# Other Places Around The World > Mexico, Central & South America >  >   Rio de Janeiro - New Years

## Jeanette

Has anybody gone to Rio for New Years? I have an invitation to visit a friend over the holiday. Rio looks like a magical, unique city at New Years. It would be fabulous to share this experience with a native Brazilian family. 

The downside if the insane airfare at this time. Does anybody have any recommendations how to get there at a somewhat reasonable price? Most flights coming back to the east coast on January 3 are hovering around $4,000 for coach.

----------


## andynap

Been to Rio 2x but not NY Eve. It's good that you would be with natives- it's more than a little scary now.

----------


## Petri

kayak.com is showing about $2k for a 30.12. - 3.1. trip, TAM being the cheapest through Sao Paulo.

----------


## andynap

Try TAM airlines to JFK from Rio- it shows much less than that- try 1/5

----------


## Jeanette

Thanks, Petri and Andy. 

I am hoping to leave on the December 28, arriving on the 29th and leaving around midnight on January 3.

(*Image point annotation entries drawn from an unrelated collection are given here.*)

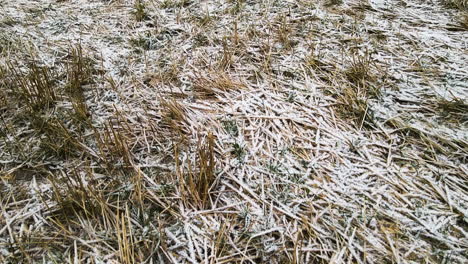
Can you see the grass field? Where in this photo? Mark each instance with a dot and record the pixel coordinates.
(233, 131)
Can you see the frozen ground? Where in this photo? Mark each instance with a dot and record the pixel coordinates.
(234, 131)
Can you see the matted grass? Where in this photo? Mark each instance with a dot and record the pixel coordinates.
(183, 131)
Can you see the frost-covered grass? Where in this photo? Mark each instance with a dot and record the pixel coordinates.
(179, 131)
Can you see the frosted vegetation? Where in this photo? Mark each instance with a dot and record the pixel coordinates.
(233, 131)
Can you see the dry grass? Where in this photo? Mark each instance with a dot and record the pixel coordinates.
(177, 131)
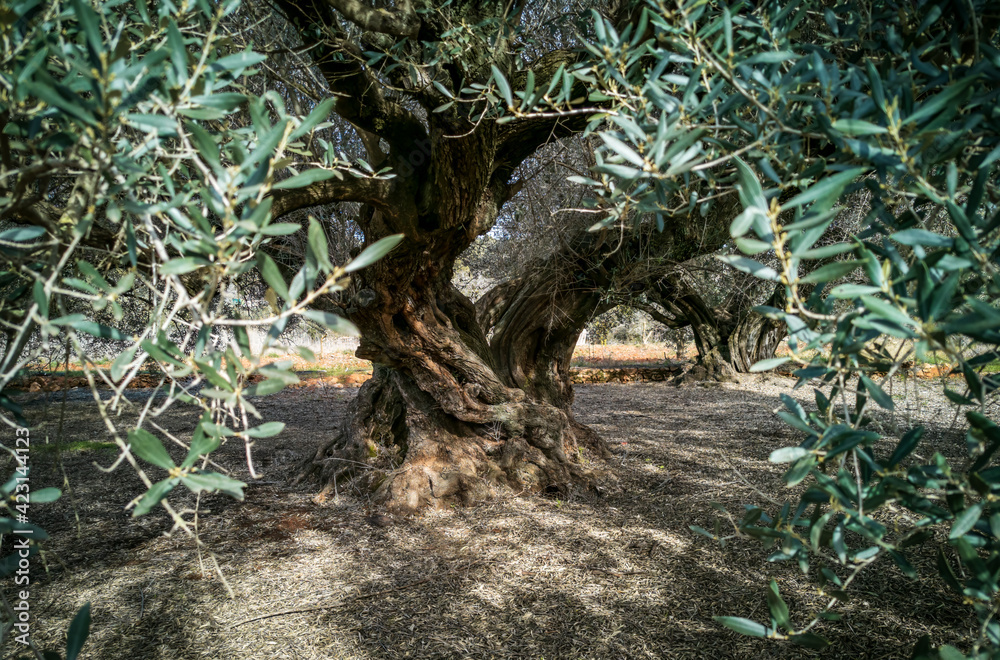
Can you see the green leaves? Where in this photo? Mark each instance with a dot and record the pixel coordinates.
(503, 86)
(374, 252)
(751, 194)
(743, 626)
(825, 191)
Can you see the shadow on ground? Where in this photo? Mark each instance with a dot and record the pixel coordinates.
(618, 575)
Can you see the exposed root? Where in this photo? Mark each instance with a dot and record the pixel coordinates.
(399, 445)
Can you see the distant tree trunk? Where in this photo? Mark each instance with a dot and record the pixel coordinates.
(756, 337)
(728, 341)
(537, 319)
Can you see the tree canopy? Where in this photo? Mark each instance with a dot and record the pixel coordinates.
(152, 156)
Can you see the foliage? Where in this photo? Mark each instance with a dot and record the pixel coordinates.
(796, 106)
(138, 173)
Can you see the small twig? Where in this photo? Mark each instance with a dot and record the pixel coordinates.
(615, 573)
(320, 608)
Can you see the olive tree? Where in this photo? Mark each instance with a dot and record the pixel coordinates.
(794, 107)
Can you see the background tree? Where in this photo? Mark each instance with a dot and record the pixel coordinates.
(816, 102)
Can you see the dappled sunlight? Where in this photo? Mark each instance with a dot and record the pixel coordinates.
(574, 575)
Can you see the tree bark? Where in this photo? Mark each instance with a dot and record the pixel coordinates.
(447, 417)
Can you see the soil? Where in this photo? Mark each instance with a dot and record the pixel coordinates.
(609, 574)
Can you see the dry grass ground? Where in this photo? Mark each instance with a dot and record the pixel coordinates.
(613, 575)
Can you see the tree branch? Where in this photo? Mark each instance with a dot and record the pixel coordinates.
(400, 23)
(376, 192)
(359, 93)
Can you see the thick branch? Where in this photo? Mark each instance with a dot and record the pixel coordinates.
(376, 192)
(399, 23)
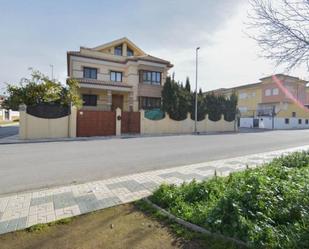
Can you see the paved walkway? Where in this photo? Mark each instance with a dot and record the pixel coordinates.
(22, 210)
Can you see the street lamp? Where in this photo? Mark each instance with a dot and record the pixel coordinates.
(196, 67)
(52, 72)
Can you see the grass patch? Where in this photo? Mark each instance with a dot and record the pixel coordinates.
(204, 241)
(43, 227)
(266, 207)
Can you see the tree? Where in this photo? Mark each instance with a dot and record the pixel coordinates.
(169, 97)
(281, 29)
(40, 89)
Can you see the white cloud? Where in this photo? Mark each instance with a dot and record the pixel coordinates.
(227, 58)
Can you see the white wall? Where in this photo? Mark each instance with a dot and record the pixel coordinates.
(170, 126)
(246, 122)
(12, 114)
(265, 122)
(279, 123)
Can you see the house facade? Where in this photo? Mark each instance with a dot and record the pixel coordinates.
(118, 74)
(279, 102)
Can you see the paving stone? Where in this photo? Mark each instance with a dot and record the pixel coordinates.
(109, 202)
(234, 162)
(184, 177)
(20, 211)
(224, 169)
(131, 185)
(86, 203)
(206, 168)
(63, 200)
(150, 185)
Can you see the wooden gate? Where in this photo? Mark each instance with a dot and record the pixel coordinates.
(130, 122)
(96, 123)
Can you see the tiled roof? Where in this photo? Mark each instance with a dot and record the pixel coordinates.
(100, 82)
(149, 58)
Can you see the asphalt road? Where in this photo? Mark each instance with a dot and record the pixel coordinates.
(38, 165)
(7, 131)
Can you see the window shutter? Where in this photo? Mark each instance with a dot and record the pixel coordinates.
(140, 76)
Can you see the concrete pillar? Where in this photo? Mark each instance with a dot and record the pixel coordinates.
(109, 100)
(131, 100)
(22, 122)
(72, 122)
(142, 113)
(118, 122)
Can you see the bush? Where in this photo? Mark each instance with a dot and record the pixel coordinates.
(267, 207)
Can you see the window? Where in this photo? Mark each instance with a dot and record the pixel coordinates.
(149, 77)
(267, 92)
(242, 95)
(243, 109)
(89, 100)
(150, 103)
(118, 50)
(129, 52)
(275, 91)
(90, 73)
(116, 76)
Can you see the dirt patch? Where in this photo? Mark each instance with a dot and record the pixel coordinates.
(116, 228)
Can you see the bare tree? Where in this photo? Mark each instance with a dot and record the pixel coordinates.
(281, 29)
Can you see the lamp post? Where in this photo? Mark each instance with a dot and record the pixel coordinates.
(52, 72)
(196, 70)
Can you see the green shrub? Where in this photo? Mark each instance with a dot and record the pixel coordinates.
(268, 207)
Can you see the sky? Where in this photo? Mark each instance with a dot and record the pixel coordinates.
(37, 34)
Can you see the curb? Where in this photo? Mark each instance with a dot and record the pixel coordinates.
(192, 226)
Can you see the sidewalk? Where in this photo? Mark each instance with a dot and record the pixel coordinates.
(21, 210)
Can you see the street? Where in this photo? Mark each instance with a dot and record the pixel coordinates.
(38, 165)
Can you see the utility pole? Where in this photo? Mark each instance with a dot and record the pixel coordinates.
(52, 72)
(196, 71)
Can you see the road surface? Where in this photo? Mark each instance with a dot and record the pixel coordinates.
(38, 165)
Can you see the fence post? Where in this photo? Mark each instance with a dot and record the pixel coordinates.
(72, 122)
(118, 122)
(142, 125)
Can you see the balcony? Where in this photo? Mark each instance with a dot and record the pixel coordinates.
(106, 85)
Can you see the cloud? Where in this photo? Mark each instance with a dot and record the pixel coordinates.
(38, 33)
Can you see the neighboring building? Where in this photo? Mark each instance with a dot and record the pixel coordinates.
(118, 74)
(7, 115)
(270, 105)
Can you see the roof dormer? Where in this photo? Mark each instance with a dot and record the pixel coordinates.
(121, 47)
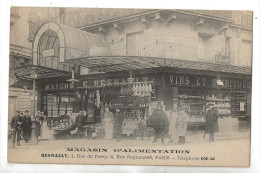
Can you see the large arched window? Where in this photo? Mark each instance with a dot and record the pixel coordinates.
(48, 51)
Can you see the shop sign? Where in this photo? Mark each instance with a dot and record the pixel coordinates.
(111, 81)
(201, 81)
(59, 86)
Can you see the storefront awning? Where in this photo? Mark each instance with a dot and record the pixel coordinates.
(123, 63)
(26, 72)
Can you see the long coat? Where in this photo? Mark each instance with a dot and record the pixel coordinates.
(181, 123)
(80, 121)
(212, 121)
(15, 122)
(27, 123)
(159, 119)
(118, 121)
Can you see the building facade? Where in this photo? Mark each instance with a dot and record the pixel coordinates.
(184, 57)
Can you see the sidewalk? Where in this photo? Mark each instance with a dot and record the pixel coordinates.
(191, 139)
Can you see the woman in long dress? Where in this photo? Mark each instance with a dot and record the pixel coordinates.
(181, 125)
(46, 132)
(172, 120)
(109, 120)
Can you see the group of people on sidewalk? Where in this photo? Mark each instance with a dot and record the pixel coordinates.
(176, 123)
(112, 123)
(21, 126)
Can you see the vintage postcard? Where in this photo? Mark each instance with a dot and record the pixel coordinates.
(130, 86)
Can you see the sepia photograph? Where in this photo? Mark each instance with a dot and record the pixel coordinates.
(125, 86)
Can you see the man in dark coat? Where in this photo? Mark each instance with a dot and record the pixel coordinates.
(212, 122)
(160, 124)
(80, 119)
(16, 124)
(118, 121)
(26, 126)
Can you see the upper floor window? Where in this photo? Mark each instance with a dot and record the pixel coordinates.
(134, 44)
(227, 46)
(203, 47)
(246, 53)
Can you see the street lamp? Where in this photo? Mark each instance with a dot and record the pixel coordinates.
(34, 139)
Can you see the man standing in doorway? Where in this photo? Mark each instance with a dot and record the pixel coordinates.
(16, 124)
(27, 123)
(212, 122)
(159, 122)
(118, 121)
(80, 123)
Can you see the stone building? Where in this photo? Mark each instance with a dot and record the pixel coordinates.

There is no rhyme or reason to discount airfare sites. I went on kayak to play with dates and a window for cheapoair opened. I tried flying from JFK as Andy suggested and I got really great rates for EWR (Newark), flights that didn't show up when I searched under EWR. Go figure...

The best price was for $1,600ish on United with a layover in Dulles. Given the drive time to Newark airport and the layovers in Dulles, it would be faster for me to drive to DC and take a direct 10 hour flight. When I priced the direct flight from DC on United, it was $2,400. Go figure...

So, I plan to buy the ticket on United from Newark and just skip the Newark to Dulles leg, drive to Dulles and fly directly into Rio. Even with the drive, I will be home 3 hours earlier. I assume it is okay to skip the first leg of a flight if I am properly checked in for the second flight.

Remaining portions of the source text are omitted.